Otherwise, the specs are solid for the price.

It won't run any modern games even remotely well, but it should handle PS2/Gamecube games and older without any problems. Standard email-checking and doc-using and whatnot will not be an issue at all.

The display's response time is a bit slow, though, which might warrant some shopping-around.
Considering your plan is to run games that were designed with CRTs and cartridges (mostly) in mind, the combination of input-lag and display-lag might make a noticeable difference on the gameplay.
If it's just for light gaming, go for it.
If you plan to use this thing pretty constantly for emulation-gaming, I would bump up the price a bit and go for something else.
 

PaintTinJr

Member
I'm not sure about the prices in the UK but after a quick amazon search it seems like a pretty good deal.
I'm also not familiar with this specific model but be aware that with cheap gaming laptops you should expect stuff like bulky-ish build, bad battery life, an average and rather dim screen and a power brick the size of a small apartment. Doesn't mean they are bad or anything, just be aware that the lower price has to come from somewhere.
Given the base price £1,100 before discount, the build quality and features should be really good - other than it is a Win Home edition OS and part of a range that doesn't get the business/pro level driver support and service manuals, and given that SteamOS might be important for his use case later down the line having to use a mobile Nvidia proprietary source GPU driver is another risk of things not working and being left to die without support, especially the SoC stuff with probably nvidia audio acceleration built-in too, meaning you can't even just use a hacked desktop driver as the audio needs initialized too for the GPU to work in Windows or Linux.

Despite being unofficial hp info, it also appears to support a full 32GBs of RAM which is very good looking forward.

 

Fbh

Member
Given the base price £1,100 before discount, the build quality and features should be really good - other than it is a Win Home edition OS and part of a range that doesn't get the business/pro level driver support and service manuals, and given that SteamOS might be important for his use case later down the line having to use a mobile Nvidia proprietary source GPU driver is another risk of things not working and being left to die without support, especially the SoC stuff with probably nvidia audio acceleration built-in too, meaning you can't even just use a hacked desktop driver as the audio needs initialized too for the GPU to work in Windows or Linux.

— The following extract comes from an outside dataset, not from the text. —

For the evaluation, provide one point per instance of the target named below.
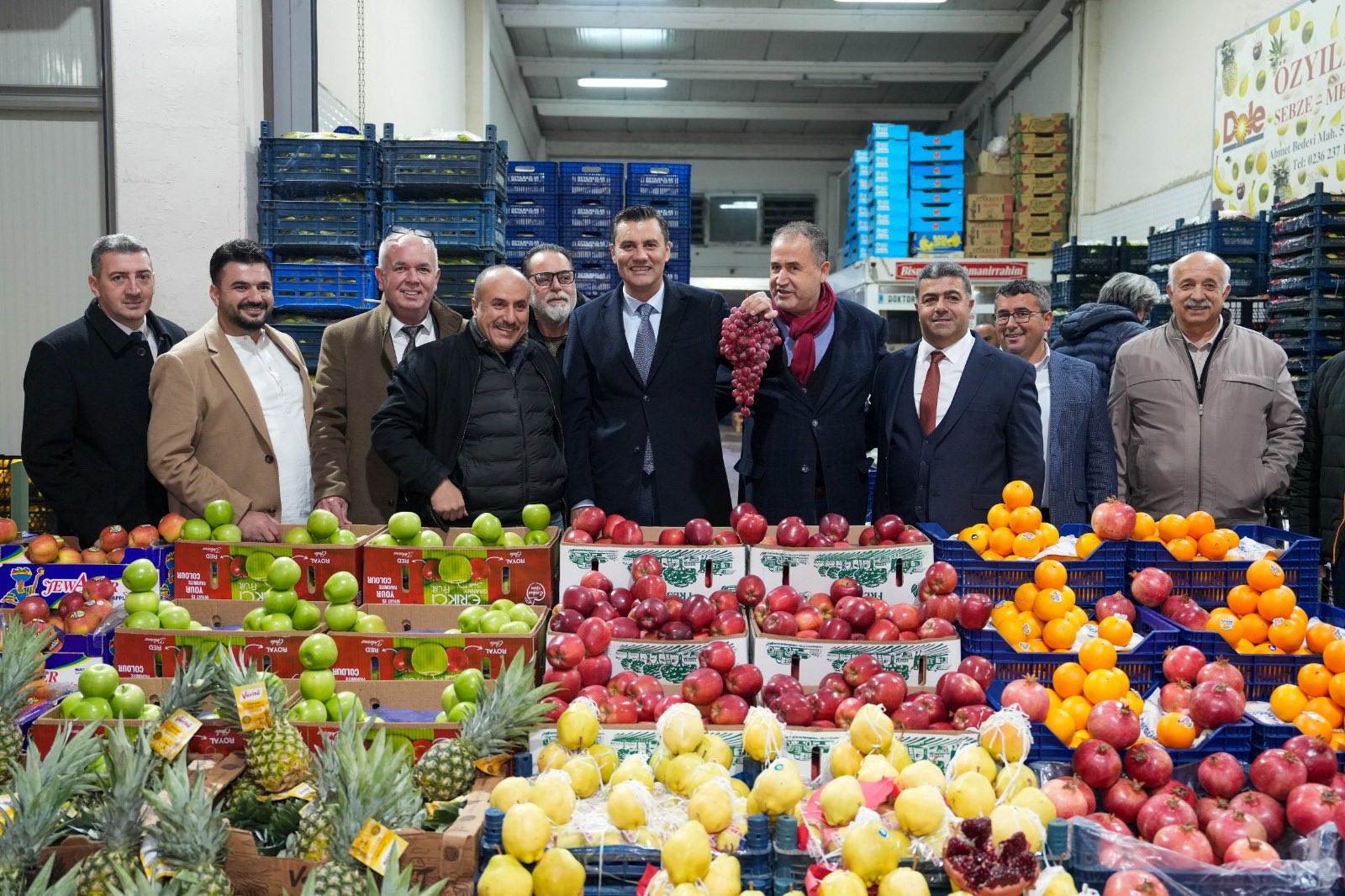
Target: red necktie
(930, 394)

Despite being unofficial hp info, it also appears to support a full 32GBs of RAM which is very good looking forward.


The base price on these things is usually bullshit though. For £1,100 on Amazon UK you can get an ASUS or MSI of comparable build quality, with 16gb of ram and an rtx3070.
The Pavilion name at HP is usually used for their budget friendly devices, no the premium stuff.

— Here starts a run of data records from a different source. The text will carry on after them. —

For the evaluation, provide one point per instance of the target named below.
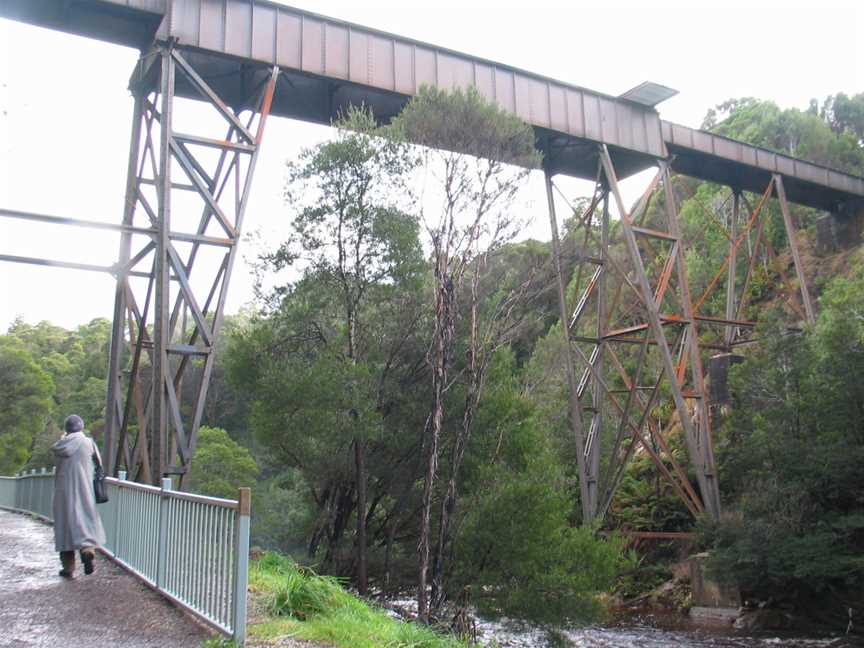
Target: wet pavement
(38, 608)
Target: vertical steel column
(576, 420)
(703, 460)
(707, 481)
(161, 335)
(729, 333)
(597, 387)
(793, 245)
(113, 407)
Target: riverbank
(291, 607)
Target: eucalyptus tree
(475, 159)
(354, 242)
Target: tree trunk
(360, 463)
(444, 325)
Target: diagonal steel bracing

Again, doesn't mean it's bad, just that when you put decently strong hardware in a budget friendly device there are going to be cutbacks.
 

STARSBarry

Gold Member
Normally for gaming in a laptop I would recommend the 1660 Ti, but your not going to get that for £500 as with all things.

I think in that price range if that's all you can afford then yeah just go for it. The 1600 range seems to be phasing out and replaced with the lower end 3000 series these days so there getting pretty rare.

My suggestion

ASUS TUF Gaming FX506HCB 15.6" 144Hz Gaming Laptop (Intel i5-11400H, Nvidia GeForce RTX 3050, 8GB RAM, 512GB SSD, Windows 11) https://www.amazon.co.uk/dp/B09QFRKTRZ/

Yeah it's £100 premium but your getting a RTX 3050 which while low end has significantly more kick than a 1650, your looking at around 60-70% gains and the model up for processor alongside the TUF "gaming" build quality of the laptop itself.